Chief Executive Officer Jon Corzine, 64, who helped run Goldman Sachs Group Inc. from 1994 to 1999, increased the firm’s risk and used its own money to trade, including investments in European sovereign debt. Corzine began adding obligations of Italy, Spain, Belgium, Portugal and Ireland about a year ago, according to a company presentation. The positions accounted for 16 percent and 12 percent of net revenue in the quarters ended in March and June, the firm said.
Moody’s Investors Service cut MF Global’s ratings to Baa3 from Baa2, one level above junk status, on Oct. 24, citing its holdings of European sovereign debt and inability to hit earnings targets. This week, the firm reported its biggest quarterly loss ever, shares plummeted 54 percent and the firm’s 6.25 percent bonds issued in August fell into distressed levels.

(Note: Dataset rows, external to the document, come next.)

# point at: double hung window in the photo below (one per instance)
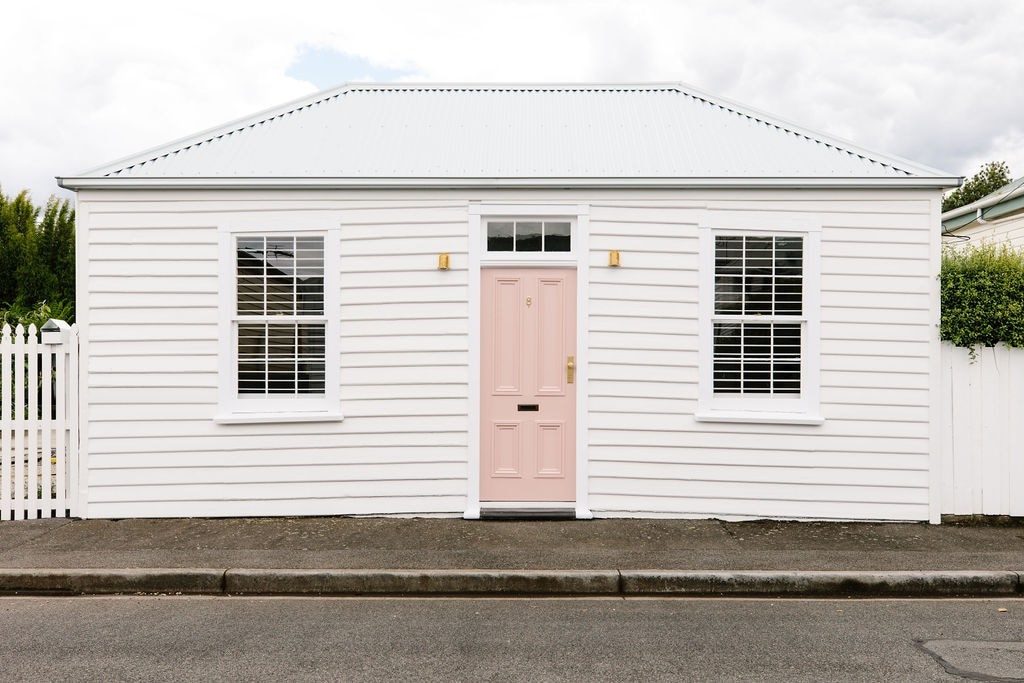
(759, 327)
(280, 322)
(280, 329)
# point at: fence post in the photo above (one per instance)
(6, 424)
(56, 335)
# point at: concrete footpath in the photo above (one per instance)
(611, 557)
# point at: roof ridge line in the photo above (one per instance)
(838, 144)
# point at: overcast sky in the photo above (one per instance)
(84, 83)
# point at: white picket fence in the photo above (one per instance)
(39, 438)
(982, 431)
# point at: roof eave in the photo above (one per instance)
(107, 182)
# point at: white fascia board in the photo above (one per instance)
(86, 182)
(983, 203)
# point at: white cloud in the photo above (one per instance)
(937, 82)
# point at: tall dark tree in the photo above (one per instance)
(992, 175)
(37, 257)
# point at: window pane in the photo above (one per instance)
(757, 357)
(527, 236)
(500, 236)
(557, 237)
(281, 276)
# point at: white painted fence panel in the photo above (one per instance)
(39, 474)
(982, 431)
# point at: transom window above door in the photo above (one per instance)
(529, 236)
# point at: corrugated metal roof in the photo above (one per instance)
(472, 134)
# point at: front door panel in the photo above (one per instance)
(527, 407)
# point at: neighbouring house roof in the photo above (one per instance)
(375, 135)
(1005, 202)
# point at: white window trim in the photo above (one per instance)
(804, 409)
(231, 408)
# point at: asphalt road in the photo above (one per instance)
(231, 638)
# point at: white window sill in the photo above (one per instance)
(253, 418)
(760, 417)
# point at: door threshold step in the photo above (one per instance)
(540, 511)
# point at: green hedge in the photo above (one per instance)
(982, 296)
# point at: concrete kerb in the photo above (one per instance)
(510, 583)
(440, 582)
(107, 582)
(823, 584)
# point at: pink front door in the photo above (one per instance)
(527, 407)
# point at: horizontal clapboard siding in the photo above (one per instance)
(153, 307)
(869, 460)
(404, 329)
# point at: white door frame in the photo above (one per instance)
(578, 258)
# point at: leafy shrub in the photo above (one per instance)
(17, 313)
(982, 296)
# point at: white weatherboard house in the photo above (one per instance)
(600, 300)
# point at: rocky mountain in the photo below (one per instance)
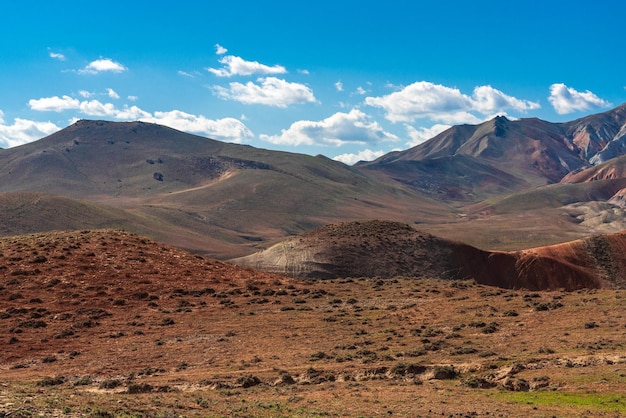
(482, 184)
(196, 193)
(388, 249)
(504, 156)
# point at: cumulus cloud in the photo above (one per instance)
(339, 129)
(238, 66)
(422, 134)
(365, 155)
(567, 100)
(270, 91)
(103, 65)
(486, 100)
(23, 131)
(112, 94)
(57, 56)
(444, 104)
(228, 129)
(220, 50)
(54, 104)
(186, 74)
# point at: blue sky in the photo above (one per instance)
(347, 79)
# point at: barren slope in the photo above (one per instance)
(106, 323)
(186, 185)
(389, 249)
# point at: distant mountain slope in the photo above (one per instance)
(208, 196)
(389, 249)
(504, 156)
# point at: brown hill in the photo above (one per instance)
(106, 323)
(389, 249)
(200, 194)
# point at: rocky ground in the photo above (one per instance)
(106, 323)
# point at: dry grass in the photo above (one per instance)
(104, 323)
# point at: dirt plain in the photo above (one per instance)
(105, 323)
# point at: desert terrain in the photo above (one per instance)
(105, 323)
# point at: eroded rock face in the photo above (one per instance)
(390, 249)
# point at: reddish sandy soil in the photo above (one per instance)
(106, 323)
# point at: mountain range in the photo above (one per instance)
(503, 184)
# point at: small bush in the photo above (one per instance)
(51, 381)
(444, 372)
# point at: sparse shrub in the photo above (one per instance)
(247, 381)
(136, 388)
(33, 323)
(320, 355)
(491, 328)
(478, 383)
(83, 381)
(167, 321)
(51, 381)
(444, 372)
(110, 383)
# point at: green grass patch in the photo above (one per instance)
(598, 402)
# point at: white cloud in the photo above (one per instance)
(23, 131)
(54, 104)
(238, 66)
(186, 74)
(112, 94)
(228, 129)
(445, 104)
(487, 99)
(102, 65)
(271, 91)
(97, 108)
(220, 50)
(567, 100)
(365, 155)
(339, 129)
(419, 135)
(57, 56)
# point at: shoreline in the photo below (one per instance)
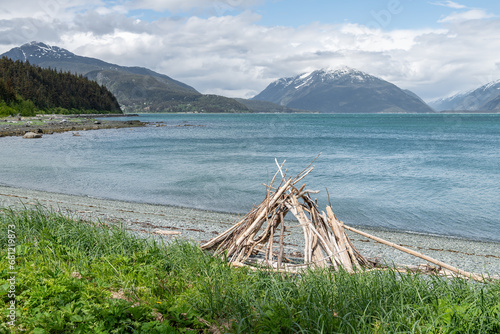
(170, 222)
(49, 124)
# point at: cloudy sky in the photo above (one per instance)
(237, 47)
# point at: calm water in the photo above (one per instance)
(437, 174)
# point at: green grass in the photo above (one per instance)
(178, 288)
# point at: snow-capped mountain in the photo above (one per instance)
(33, 50)
(342, 90)
(137, 89)
(484, 98)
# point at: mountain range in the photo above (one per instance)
(342, 90)
(485, 98)
(137, 89)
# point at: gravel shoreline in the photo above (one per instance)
(49, 124)
(169, 222)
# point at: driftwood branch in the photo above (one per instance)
(326, 243)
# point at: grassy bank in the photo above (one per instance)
(75, 277)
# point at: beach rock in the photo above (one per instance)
(30, 134)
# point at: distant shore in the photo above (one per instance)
(49, 124)
(168, 222)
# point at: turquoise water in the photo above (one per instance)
(436, 174)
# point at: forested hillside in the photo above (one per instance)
(51, 91)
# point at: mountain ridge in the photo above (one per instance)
(485, 98)
(341, 90)
(137, 89)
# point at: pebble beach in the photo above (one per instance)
(172, 222)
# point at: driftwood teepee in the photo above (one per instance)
(261, 234)
(262, 230)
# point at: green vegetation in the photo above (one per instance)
(149, 93)
(76, 277)
(26, 89)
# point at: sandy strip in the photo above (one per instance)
(168, 222)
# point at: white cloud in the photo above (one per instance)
(233, 55)
(177, 6)
(473, 14)
(449, 4)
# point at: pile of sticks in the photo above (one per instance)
(262, 231)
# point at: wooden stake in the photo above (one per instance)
(417, 254)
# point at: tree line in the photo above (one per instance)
(25, 88)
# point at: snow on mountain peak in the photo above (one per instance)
(39, 50)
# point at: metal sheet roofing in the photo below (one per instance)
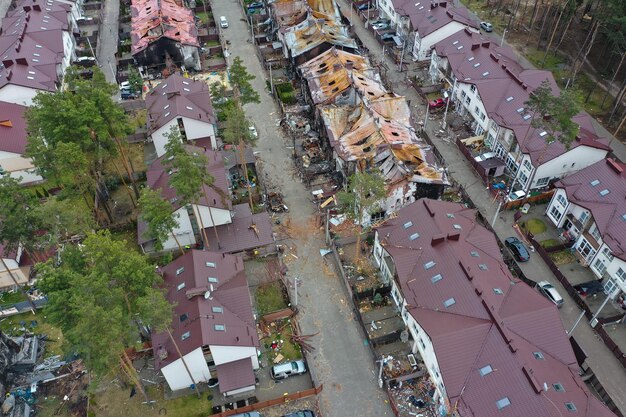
(197, 312)
(504, 87)
(496, 322)
(31, 44)
(178, 96)
(608, 209)
(155, 19)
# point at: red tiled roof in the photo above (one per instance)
(230, 293)
(607, 210)
(13, 136)
(504, 86)
(235, 375)
(178, 96)
(158, 178)
(490, 319)
(239, 235)
(153, 19)
(31, 44)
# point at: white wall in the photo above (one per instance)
(176, 375)
(422, 47)
(195, 129)
(571, 161)
(220, 216)
(225, 354)
(18, 94)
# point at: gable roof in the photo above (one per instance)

MF Global, the former brokerage unit of London-based Man Group Plc that went public in July 2007, is getting advice from Evercore Partners Inc. as it seeks buyers for the brokerage unit and examines other options, the people said.
This week, the firm’s shares have plummeted 55 percent and 6.25 percent bonds issued in August fell into distressed levels.
MF Global fell 8.8 percent to $1.55 as of 1:29 p.m. in New York.
Goldman Sachs, JPMorgan Chase & Co., Deutsche Bank AG, Bank of America Corp. and Citigroup Inc. are among the largest banks with futures commission merchant units, according to data compiled by the Commodity Futures Trading Commission.
‘Spreads Got Crushed’
MF Global’s futures unit earns interest income from the collateral it holds to back its customers’ trades. Corzine said earlier this week low rates make that business challenging.
“They have not made money in the last few years because the spreads got crushed with interest rates” so low, Alexander said in a telephone interview. MF Global earned $113.2 million in interest income in the quarter ended in September. When rates were at 5.25 percent in 2007, the company earned $1.77 billion in the quarter ended in March. MF Global also earns fees for brokering trades at futures and options exchanges.